Alternatively, you can use the simultaneousGesture() modifier to tell SwiftUI you want both the parent and child gestures to trigger at the same time, like this:

struct ContentView: View {
    var body: some View {
        VStack {
            Text("Hello, World!")
                .onTapGesture {
                    print("Text tapped")
                }
        }
        .simultaneousGesture(
            TapGesture()
                .onEnded { _ in
                    print("VStack tapped")
                }
        )
    }
}

That will print both “Text tapped” and “VStack tapped”.

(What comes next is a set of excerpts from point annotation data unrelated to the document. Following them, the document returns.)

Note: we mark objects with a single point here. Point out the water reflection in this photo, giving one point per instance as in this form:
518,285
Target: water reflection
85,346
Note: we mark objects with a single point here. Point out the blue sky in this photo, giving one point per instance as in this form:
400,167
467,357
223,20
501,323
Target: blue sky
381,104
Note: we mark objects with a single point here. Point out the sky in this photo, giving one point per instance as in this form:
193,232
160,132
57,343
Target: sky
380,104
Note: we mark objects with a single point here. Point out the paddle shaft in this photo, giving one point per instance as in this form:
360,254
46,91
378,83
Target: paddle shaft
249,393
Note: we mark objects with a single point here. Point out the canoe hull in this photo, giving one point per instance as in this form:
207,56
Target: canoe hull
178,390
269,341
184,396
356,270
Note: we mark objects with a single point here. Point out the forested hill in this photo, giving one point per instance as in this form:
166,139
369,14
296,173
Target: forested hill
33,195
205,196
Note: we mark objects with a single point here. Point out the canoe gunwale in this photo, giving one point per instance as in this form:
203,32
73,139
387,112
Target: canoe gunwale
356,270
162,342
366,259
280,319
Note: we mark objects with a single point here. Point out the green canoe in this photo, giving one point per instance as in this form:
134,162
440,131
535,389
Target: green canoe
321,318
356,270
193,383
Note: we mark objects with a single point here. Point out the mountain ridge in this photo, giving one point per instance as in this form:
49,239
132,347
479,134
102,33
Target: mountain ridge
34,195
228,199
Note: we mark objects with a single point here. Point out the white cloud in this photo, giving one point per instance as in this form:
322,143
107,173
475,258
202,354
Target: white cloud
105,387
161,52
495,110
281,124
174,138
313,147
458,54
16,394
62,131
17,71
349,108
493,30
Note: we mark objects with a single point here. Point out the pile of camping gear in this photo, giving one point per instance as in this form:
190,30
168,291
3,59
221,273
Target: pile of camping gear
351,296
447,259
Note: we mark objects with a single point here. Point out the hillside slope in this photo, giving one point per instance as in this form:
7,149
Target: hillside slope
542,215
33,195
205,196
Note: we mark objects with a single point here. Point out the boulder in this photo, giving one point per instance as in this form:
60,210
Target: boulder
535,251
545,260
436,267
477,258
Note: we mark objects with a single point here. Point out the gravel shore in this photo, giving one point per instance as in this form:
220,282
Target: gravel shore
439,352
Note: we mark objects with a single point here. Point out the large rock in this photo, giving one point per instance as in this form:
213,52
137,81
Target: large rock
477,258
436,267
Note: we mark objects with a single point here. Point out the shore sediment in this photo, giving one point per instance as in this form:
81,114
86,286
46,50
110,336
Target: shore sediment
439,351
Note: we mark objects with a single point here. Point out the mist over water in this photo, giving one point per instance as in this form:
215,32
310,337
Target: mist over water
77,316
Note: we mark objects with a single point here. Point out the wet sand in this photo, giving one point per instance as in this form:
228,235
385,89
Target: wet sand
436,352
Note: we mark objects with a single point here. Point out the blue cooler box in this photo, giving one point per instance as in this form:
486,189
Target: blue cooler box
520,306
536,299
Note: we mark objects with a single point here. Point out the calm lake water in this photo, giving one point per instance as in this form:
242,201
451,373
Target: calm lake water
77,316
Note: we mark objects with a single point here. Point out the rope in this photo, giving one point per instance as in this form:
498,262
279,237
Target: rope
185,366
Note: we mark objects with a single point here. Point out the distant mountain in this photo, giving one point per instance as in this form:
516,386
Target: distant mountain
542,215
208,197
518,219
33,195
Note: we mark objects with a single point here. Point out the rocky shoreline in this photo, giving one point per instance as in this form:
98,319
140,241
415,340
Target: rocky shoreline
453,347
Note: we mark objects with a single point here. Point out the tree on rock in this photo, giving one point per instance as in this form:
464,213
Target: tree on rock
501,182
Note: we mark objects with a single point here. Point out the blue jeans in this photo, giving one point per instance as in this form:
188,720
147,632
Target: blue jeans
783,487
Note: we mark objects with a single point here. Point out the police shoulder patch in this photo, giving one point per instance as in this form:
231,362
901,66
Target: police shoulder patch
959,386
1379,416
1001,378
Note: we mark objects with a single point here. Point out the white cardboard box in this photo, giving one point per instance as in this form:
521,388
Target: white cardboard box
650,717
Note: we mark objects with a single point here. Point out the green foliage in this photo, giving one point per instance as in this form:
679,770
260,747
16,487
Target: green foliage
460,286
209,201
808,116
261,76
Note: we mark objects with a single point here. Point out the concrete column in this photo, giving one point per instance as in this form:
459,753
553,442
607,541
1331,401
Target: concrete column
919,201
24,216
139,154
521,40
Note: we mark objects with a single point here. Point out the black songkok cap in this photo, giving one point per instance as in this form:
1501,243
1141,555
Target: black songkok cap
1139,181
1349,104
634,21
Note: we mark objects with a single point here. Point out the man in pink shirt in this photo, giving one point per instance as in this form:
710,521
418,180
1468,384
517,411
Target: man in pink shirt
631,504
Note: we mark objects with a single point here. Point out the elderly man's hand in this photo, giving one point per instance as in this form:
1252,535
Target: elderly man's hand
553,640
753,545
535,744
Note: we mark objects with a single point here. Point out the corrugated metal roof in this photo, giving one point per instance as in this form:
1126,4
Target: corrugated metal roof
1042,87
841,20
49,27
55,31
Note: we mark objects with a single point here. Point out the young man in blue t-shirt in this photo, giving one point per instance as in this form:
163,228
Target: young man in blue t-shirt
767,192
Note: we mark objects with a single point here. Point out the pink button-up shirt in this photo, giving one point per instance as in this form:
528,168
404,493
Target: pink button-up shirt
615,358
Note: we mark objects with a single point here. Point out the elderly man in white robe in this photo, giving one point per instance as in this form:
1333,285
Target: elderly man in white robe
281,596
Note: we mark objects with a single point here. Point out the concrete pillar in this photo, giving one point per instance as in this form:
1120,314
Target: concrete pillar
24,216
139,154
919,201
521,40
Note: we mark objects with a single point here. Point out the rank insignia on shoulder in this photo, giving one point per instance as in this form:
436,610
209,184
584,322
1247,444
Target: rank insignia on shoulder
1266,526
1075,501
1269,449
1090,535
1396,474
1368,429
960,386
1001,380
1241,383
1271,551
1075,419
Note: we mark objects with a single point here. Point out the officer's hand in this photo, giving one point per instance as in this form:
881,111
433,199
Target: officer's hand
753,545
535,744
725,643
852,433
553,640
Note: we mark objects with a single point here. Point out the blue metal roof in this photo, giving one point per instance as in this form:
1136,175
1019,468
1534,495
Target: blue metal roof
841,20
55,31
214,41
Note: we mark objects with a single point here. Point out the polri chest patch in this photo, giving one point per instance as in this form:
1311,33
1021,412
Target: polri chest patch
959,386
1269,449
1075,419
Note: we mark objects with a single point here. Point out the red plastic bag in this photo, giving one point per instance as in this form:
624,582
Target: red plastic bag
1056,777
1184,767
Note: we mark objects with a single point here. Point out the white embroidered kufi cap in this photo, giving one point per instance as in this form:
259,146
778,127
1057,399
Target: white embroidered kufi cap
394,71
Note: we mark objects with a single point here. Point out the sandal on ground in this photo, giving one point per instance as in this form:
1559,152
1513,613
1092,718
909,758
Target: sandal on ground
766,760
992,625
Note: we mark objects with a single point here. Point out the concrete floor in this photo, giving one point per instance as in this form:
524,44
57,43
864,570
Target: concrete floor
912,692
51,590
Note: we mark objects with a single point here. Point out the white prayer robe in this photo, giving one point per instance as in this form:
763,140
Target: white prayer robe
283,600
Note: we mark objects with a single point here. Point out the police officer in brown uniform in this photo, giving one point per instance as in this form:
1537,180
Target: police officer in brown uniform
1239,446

Finally, SwiftUI lets us create gesture sequences, where one gesture will only become active if another gesture has first succeeded. This takes a little more thinking because the gestures need to be able to reference each other, so you can’t just attach them directly to a view.

Here’s an example that shows gesture sequencing, where you can drag a circle around but only if you long press on it first:

struct ContentView: View {
    // how far the circle has been dragged
    @State private var offset = CGSize.zero

    // whether it is currently being dragged or not
    @State private var isDragging = false

    var body: some View {
        // a drag gesture that updates offset and isDragging as it moves around
        let dragGesture = DragGesture()
            .onChanged { value in self.offset = value.translation }
            .onEnded { _ in
                withAnimation {
                    self.offset = .zero
                    self.isDragging = false
                }
            }

        // a long press gesture that enables isDragging
        let pressGesture = LongPressGesture()
            .onEnded { value in
                withAnimation {
                    self.isDragging = true
                }
            }

        // a combined gesture that forces the user to long press then drag
        let combined = pressGesture.sequenced(before: dragGesture)

        // a 64x64 circle that scales up when it's dragged, sets its offset to whatever we had back from the drag gesture, and uses our combined gesture
        return Circle()
            .fill(Color.red)
            .frame(width: 64, height: 64)
            .scaleEffect(isDragging ? 1.5 : 1)
            .offset(offset)
            .gesture(combined)
    }
}

Gestures are a really great way to make fluid, interesting user interfaces, but make sure you show users how they work otherwise they can just be confusing!